Macmillan will make 1,000 books available to Oyster and Scribd, the subscription services announced separately Tuesday. The releases, all older works, range from Janet Evanovich's "Full House" to "The Language of Passion" by Nobel laureate Mario Vargas Llosa. Publishers, citing concerns about driving down the value of a book, have been cautious about working with companies such as Oyster, Amazon.com and Scribd that offer unlimited e-reading of hundreds of thousands of releases for less than $10 a month.

Simon & Schuster and HarperCollins also have been working with subscription companies, and the CEOs for both publishers have said they were happy with the results. A spokeswoman for the country's largest publisher, Penguin Random House, said it is "uncommitted at present to offering our books for any subscription services." (The respective parent companies of Penguin Random House and Macmillan, Bertelsmann and the Holtzbrinck Publishing Group, co-founded the German subscription service Skoobe in 2012.)

Financial terms between Macmillan and the subscription services were not disclosed.
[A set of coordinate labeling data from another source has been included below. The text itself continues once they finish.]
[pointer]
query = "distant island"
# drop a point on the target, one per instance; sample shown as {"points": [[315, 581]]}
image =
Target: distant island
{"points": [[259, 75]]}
Last month, Macmillan CEO John Sargent wrote an end-of-year letter to authors, illustrators and agents that disclosed his willingness to try subscriptions despite a "significant long-term risk."
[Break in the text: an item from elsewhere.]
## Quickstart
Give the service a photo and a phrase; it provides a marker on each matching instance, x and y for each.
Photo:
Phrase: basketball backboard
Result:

"We need broader channels to reach our readers," wrote Sargent, who referred to Amazon.com's dominance of e-book sales.

"Several companies offer 'pay per read' plans that offer favorable economic terms. We plan to try subscription with backlist books, and mostly with titles that are not well represented at bricks-and-mortar retail stores. Our job has always been to provide you with the broadest possible distribution, and given the current financial and strategic incentives being offered, we believe the time is right to try this test."

Macmillan and other publishers once expressed similar reservations about offering e-books to libraries, but virtually all now make them widely available.